Co-Chairs

Astrid Bracher
Alfred Wegener Institute, Germany
Astrid.Bracher@awi.de

Jeremy Werdell
NASA Goddard Space Flight Center, USA
jeremy.werdell@nasa.gov

Lisl Lain,
Council for Scientific and Industrial Research (CSIR), South Africa
ELain@csir.co.za

Documents

Background

Following a recommendation from an IOCS-2019 breakout workshop, and after a series of discussions at IOCCG Committee meetings between 2019-2022, the IOCCG put forth an action to form a task force dealing with hyperspectral remote sensing of the ocean. The focus of the task force would be on creating a quantitative guide to hyperspectral radiometry as compared to multispectral, examining the science application and mission development of hyperspectral radiometry, and grounding theoretical analysis of hyperspectral data in reality of what is possible from space-based instruments and resources.

The chairs of the task force were suggested and invited by the IOCCG, and the task force was established in March 2023.

Members

Amir Ibrahim, NASA Goddard, USA
Ana Dogliotti, IAFE-NSTRC, Argentina
Arnold Dekker, CSIRO, Australia
Chuanmin Hu, University of South Florida, USA
Claudia Giardino, CNR, Italy
Emanuele Organelli, CNR, Italy
Fang Shen, ECNU, China
Malik Chami, CNRS/Univ. Sorbonne, France
Maycira Costa, University of Victoria, Canada
Michelle Gierach, JPL, USA
Shaoling Shang, Xiamen University, China
Toru Hirawake, National Institute of Polar Research, Japan
Wonkook Kim, Pusan National University, Korea

Terms of Reference

The rationale for this task force is to assess the efforts that have been done and identify the strategies for the upcoming years in the area of hyperspectral aquatic remote sensing, so that our community can prepare most efficiently and our efforts be focused on the identified gaps. By gathering international specialists of various relevant expertise we will summarize the state-of-the art and the remaining challenges. The guiding questions to be addressed with the proposed TF on Hyperspectral Remote Sensing:

  • What are the pressing science questions globally and regionally, for which hyperspectral remote sensing may allow progress where multi spectral remote sensing has reached its limit?
  • What are the constraints on hyperspectral remote sensing in addressing these questions? (This includes limitations in terms of spatial and temporal resolution, signal-to-noise, calibration/validation of hyperspectral data and so on).

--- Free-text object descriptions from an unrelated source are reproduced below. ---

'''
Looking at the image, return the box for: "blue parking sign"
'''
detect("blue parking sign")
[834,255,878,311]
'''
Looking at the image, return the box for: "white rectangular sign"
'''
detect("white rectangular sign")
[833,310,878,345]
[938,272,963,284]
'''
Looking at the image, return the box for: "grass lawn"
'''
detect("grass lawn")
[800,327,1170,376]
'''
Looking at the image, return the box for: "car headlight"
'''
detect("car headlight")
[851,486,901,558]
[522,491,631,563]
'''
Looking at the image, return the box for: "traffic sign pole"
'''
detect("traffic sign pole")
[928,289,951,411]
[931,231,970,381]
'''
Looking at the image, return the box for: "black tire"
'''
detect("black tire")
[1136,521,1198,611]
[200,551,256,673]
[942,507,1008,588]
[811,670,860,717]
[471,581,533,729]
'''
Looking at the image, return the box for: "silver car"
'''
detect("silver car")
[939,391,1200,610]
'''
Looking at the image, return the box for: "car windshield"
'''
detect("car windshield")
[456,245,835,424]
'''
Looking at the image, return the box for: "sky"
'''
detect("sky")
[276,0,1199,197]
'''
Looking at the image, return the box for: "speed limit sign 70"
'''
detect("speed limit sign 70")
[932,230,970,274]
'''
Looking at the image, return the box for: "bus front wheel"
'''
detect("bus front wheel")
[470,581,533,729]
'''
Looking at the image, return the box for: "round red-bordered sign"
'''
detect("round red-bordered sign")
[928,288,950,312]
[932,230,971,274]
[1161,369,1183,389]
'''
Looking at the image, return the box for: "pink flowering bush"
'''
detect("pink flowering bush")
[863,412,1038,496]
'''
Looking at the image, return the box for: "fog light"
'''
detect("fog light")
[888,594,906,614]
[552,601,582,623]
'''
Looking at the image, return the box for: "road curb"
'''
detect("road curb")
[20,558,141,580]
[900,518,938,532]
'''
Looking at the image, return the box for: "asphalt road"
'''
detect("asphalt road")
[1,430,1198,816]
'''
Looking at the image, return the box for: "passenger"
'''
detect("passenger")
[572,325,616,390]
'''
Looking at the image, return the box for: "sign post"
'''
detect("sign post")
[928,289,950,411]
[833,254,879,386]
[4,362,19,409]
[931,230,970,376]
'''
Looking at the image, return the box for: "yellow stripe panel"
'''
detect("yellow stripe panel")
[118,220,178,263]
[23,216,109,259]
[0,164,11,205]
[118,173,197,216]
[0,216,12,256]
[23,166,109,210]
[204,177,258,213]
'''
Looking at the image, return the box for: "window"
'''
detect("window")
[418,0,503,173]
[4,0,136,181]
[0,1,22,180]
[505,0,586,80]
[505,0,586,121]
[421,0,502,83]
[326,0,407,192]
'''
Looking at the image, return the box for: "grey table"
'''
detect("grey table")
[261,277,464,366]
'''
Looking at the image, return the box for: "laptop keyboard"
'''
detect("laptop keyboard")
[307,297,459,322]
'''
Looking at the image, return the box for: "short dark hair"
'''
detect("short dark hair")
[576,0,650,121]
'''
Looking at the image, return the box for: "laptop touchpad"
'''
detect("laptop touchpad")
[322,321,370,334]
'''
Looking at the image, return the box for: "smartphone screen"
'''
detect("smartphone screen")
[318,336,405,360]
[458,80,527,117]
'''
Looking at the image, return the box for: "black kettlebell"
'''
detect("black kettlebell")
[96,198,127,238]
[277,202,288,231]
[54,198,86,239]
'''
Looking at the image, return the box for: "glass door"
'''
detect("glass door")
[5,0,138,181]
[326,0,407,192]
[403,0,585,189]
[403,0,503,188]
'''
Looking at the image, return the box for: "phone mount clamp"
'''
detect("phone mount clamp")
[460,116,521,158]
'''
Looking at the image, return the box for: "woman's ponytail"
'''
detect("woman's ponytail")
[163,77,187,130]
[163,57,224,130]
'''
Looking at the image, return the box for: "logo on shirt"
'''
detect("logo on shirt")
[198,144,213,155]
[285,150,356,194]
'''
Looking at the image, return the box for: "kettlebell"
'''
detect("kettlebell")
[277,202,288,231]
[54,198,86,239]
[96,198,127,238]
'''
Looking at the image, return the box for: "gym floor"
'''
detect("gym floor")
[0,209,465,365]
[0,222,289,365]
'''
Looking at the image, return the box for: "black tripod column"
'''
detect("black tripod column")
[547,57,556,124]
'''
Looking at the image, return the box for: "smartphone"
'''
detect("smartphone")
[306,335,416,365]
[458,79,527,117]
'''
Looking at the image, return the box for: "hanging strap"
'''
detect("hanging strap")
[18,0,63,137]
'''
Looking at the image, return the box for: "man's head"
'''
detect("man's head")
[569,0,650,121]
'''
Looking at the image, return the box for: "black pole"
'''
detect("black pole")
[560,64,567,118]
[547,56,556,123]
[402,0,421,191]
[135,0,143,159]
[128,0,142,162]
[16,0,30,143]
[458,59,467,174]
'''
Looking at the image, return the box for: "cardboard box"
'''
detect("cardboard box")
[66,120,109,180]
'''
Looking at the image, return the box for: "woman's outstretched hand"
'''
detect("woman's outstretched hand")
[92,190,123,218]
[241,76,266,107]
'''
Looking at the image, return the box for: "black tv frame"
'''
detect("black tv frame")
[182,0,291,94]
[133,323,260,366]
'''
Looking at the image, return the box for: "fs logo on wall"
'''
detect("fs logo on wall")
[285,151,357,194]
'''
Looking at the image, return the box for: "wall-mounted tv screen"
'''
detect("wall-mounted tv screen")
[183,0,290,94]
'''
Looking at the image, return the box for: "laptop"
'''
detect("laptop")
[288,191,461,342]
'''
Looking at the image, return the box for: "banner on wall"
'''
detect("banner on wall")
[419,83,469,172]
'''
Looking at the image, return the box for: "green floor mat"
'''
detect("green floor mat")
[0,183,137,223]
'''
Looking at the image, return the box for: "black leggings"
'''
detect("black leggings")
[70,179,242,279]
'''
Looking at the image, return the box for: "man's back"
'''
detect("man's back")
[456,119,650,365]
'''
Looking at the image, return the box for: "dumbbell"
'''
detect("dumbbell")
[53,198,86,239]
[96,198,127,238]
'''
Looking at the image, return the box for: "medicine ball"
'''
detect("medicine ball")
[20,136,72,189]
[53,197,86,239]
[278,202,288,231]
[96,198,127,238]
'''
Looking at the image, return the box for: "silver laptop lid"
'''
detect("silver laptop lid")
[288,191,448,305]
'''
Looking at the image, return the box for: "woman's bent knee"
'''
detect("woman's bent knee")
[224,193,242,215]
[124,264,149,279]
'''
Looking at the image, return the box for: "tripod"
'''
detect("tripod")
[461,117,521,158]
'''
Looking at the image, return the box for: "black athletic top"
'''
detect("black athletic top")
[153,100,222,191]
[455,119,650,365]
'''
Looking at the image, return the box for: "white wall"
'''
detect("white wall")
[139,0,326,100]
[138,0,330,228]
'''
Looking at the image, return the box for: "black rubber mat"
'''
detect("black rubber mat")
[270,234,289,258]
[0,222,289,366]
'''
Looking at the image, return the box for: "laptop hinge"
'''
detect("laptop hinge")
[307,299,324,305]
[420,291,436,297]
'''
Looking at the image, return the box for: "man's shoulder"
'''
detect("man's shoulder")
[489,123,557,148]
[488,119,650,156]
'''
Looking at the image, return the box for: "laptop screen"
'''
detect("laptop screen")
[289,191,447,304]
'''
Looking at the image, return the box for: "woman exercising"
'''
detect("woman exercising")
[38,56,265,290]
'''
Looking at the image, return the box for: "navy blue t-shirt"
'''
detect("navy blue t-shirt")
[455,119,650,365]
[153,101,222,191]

More specifically, the TF will focus initially on the following four questions, all prefaced by the overarching contextual question:

Preface: What are the primary current ecological/applied science questions in the field of aquatic remote sensing, across geographic scales and domains?

  1. What is the current status of, and what are the limitations of, aircraft and satellite hyperspectral remote sensing?
  2. What progress has been made towards Q1 with multi-spectral satellite and/or in situ hyperspectral remote sensing, and where are the gaps?
  3. What further progress towards these questions may be gained from hyperspectral (especially satellite) remote sensing?
  4. What is the current status of atmospheric correction, approaches to cal/val, approaches to uncertainty characterisation and databases available for validation of radiometric or constituent data products What are the current gaps?